Бросив свирепый взгляд на Ван Юна, Лена спрыгнула в погреб. Отсутствие источников света не препятствовало зрению, и всё-таки пришлось долго шарить среди хлама, в общих чертах проходившего по категориям «кадушка», «корзина» и «горшок». Обилие пустой тары поражало, только в одном мешке обнаружилось немного зёрен – не пшеничных. Кроме того, на гвозде болталось несколько связок сушёных грибов. Из-за тревожного топтания по полу собачьей тушки на голову сыпалась пакость вроде сухого мха. Под ногами пылал поток, что сглаживало клаустрофобию, но провоцировало страх высоты. Нечто, примерно подходящее под описание «доска с ручкой», огрело Лену по затылку. В этот момент она заметила тряпку, втиснутую между очередной кадушкой и стеной. Мгновенье спустя Лена стояла перед Ван Юном, прижимая к груди кожаную сумку, завёрнутую в рогожу. С отвращением заметив, что скопировала жест Анны, она швырнула суму на лавку, поставленную китайцем в прежнее положение (Ван Юн умудрился привести сени в куда больший порядок, чем был до устроенного Лениной погрома). Фанта оскалила клыки, загудела низко.

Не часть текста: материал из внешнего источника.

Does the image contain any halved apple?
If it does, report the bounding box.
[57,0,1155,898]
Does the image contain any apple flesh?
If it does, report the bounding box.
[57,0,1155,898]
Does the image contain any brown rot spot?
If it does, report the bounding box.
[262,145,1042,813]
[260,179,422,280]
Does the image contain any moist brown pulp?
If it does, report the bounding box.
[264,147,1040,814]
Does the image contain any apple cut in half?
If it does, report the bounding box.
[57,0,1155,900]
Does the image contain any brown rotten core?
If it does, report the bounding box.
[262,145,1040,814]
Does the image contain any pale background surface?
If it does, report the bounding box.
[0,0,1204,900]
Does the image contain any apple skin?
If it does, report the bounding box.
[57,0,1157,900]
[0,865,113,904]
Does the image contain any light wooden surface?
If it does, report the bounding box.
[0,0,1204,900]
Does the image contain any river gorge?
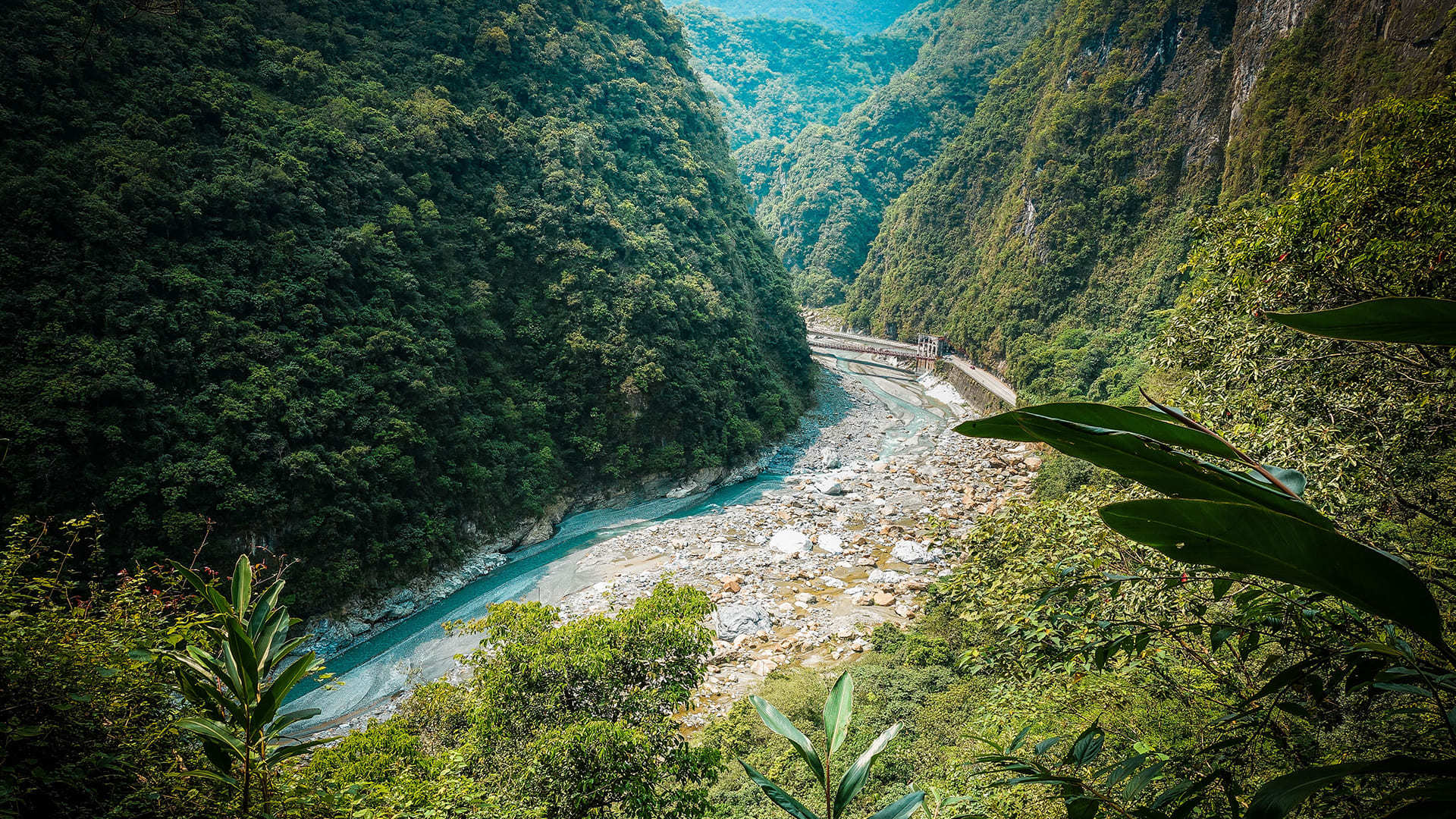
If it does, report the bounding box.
[294,332,1040,735]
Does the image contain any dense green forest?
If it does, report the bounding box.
[738,0,1054,305]
[844,2,1456,398]
[664,0,935,33]
[0,0,810,606]
[673,3,919,149]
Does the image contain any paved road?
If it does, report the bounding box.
[808,325,1016,406]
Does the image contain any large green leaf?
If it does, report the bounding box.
[172,561,233,613]
[247,580,284,645]
[1264,297,1456,347]
[249,609,288,678]
[956,402,1239,460]
[738,759,818,819]
[223,615,259,693]
[266,736,335,765]
[266,708,323,739]
[176,717,246,759]
[956,410,1334,529]
[824,672,855,758]
[233,555,253,617]
[830,723,900,819]
[256,651,318,724]
[869,790,920,819]
[1100,498,1445,645]
[1244,756,1456,819]
[748,694,827,787]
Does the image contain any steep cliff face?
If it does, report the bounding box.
[738,0,1054,305]
[0,0,811,602]
[673,2,919,149]
[847,0,1456,398]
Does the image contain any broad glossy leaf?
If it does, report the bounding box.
[824,672,855,756]
[748,694,827,787]
[258,651,318,724]
[1244,756,1456,819]
[233,555,253,617]
[1264,297,1456,347]
[1100,498,1445,645]
[1245,463,1309,495]
[247,580,282,645]
[268,737,334,765]
[176,717,245,759]
[869,790,920,819]
[956,400,1239,460]
[268,708,323,739]
[172,561,233,613]
[830,723,900,819]
[182,768,239,787]
[738,759,818,819]
[1067,723,1106,765]
[223,617,259,690]
[956,410,1334,529]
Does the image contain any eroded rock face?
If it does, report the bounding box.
[715,605,774,640]
[890,541,940,564]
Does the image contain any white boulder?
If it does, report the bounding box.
[769,529,812,555]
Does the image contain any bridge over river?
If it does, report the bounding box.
[810,325,1016,411]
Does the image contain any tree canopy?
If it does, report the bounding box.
[0,0,810,605]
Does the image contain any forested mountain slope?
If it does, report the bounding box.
[738,0,1054,305]
[673,3,919,149]
[665,0,916,33]
[0,0,810,605]
[844,0,1456,398]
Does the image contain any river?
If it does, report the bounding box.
[288,337,958,733]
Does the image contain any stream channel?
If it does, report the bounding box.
[285,344,956,733]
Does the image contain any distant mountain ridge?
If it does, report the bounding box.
[664,0,916,33]
[0,0,812,607]
[738,0,1056,306]
[673,2,919,149]
[844,0,1456,400]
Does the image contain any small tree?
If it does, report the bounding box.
[738,672,924,819]
[165,557,325,816]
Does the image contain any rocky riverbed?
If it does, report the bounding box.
[310,357,1041,736]
[543,359,1041,726]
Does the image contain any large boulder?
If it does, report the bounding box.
[769,529,812,555]
[890,541,940,563]
[715,605,774,642]
[814,478,845,495]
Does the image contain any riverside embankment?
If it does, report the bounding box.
[287,337,1040,733]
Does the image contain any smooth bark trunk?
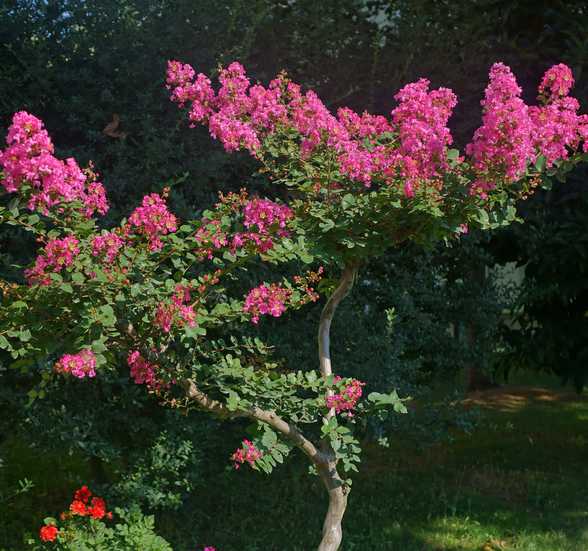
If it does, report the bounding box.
[318,462,348,551]
[318,264,357,551]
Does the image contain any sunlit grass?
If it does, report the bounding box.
[0,374,588,551]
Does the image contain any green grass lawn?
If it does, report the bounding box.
[0,380,588,551]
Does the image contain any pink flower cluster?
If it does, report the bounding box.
[392,78,457,197]
[195,193,294,259]
[0,111,108,218]
[243,283,292,323]
[539,63,574,99]
[155,285,196,333]
[231,439,263,469]
[327,377,365,413]
[167,61,588,198]
[529,63,588,167]
[25,236,80,285]
[92,232,124,263]
[466,63,535,196]
[243,199,293,237]
[168,61,456,195]
[54,348,96,379]
[127,350,161,389]
[126,193,177,251]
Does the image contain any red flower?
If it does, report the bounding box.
[39,526,59,541]
[88,497,106,519]
[69,499,88,517]
[74,486,92,503]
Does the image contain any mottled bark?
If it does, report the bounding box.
[184,264,357,551]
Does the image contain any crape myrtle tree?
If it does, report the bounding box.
[0,61,588,551]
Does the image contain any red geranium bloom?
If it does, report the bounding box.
[39,526,59,541]
[74,486,92,503]
[69,499,88,517]
[88,497,106,519]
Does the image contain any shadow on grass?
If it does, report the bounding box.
[0,389,588,551]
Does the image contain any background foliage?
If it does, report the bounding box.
[0,0,588,548]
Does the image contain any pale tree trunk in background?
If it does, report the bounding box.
[318,264,358,551]
[465,261,496,392]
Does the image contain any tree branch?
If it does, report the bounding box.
[184,379,326,465]
[318,264,358,419]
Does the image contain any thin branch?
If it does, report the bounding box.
[184,379,325,465]
[318,263,359,455]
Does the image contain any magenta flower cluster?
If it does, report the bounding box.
[195,193,294,259]
[243,199,293,237]
[0,111,108,218]
[127,350,161,389]
[466,63,535,195]
[25,236,80,285]
[167,61,588,197]
[168,61,456,194]
[126,193,177,251]
[92,232,124,263]
[327,377,365,413]
[243,283,292,323]
[231,439,263,469]
[54,348,96,379]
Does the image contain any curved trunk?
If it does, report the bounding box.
[318,264,358,551]
[318,462,348,551]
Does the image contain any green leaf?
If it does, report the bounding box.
[71,272,86,285]
[261,428,278,450]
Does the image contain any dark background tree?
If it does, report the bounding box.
[0,0,588,541]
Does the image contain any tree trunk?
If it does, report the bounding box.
[317,264,358,551]
[318,461,348,551]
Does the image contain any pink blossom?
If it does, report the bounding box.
[466,63,535,191]
[529,97,581,167]
[0,111,108,218]
[54,348,96,379]
[243,283,292,323]
[127,193,177,251]
[231,439,263,469]
[92,232,124,263]
[243,199,294,237]
[392,78,457,190]
[25,236,80,285]
[539,63,574,99]
[127,350,161,389]
[327,377,365,413]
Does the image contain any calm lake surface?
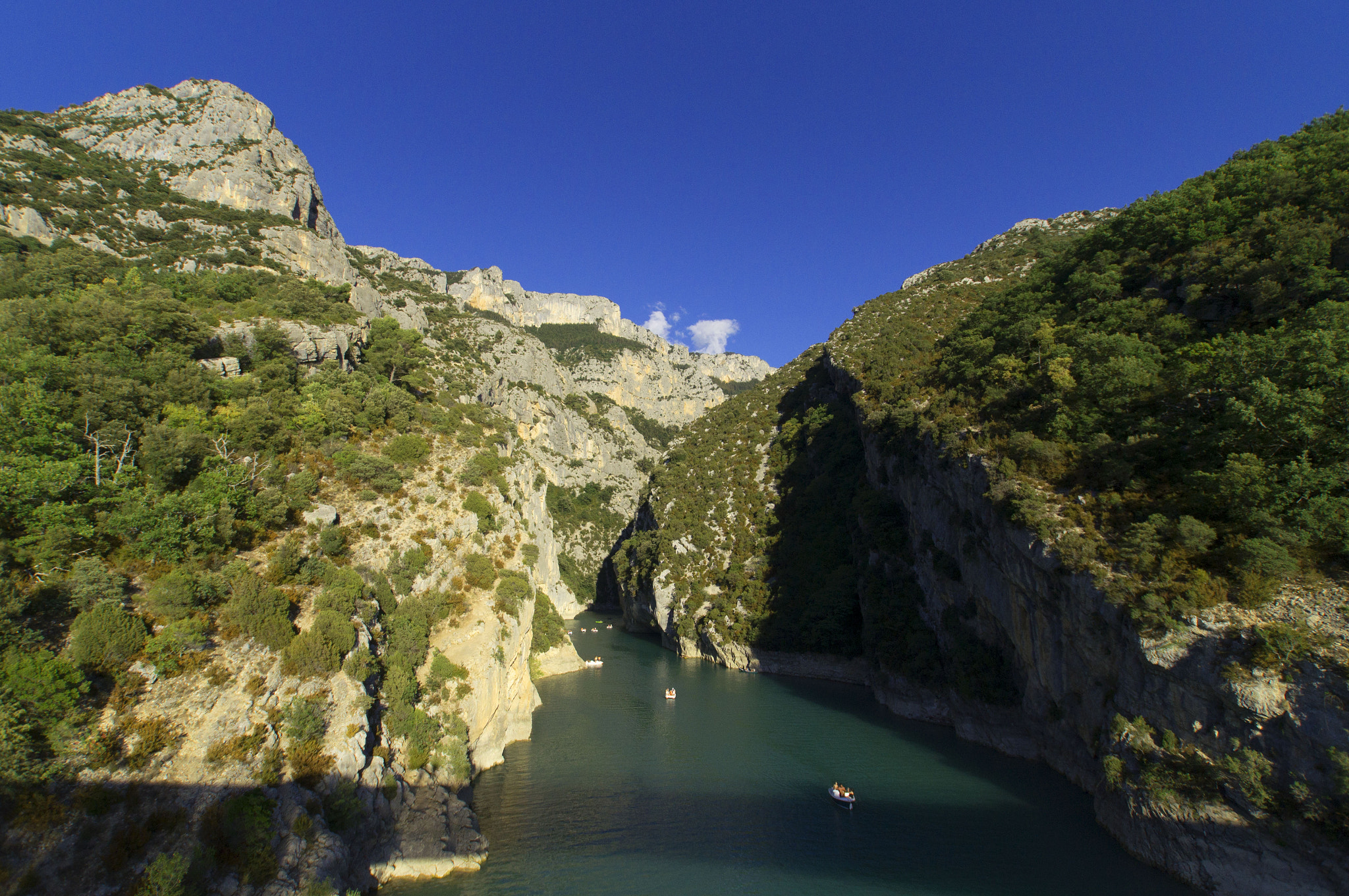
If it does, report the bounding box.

– Вы будете смотреть, что внутри? – поинтересовался Ван Юн.
– Угу, типа буду.
Руки вовремя покрылись зелёными резиновыми перчатками (некоторые вещи происходили здесь гораздо проще, чем в привычной среде обитания). Содержание «сумы» не поражало: перевязанные нитками клочья шерсти, кости, клыки, не поддающийся классификации мусор.
Подождали. Ничего не происходило. Наверно, Анна имела в виду настоящую суму. С другой стороны, рыбка у Нюси была настоящей, Ван Юн подтвердил, значит…
– А могу я перетащить эту штуку домой? – раздумчиво мусоля суму, спросила Лена скорей себя, чем китайца.
Тот приподнял брови.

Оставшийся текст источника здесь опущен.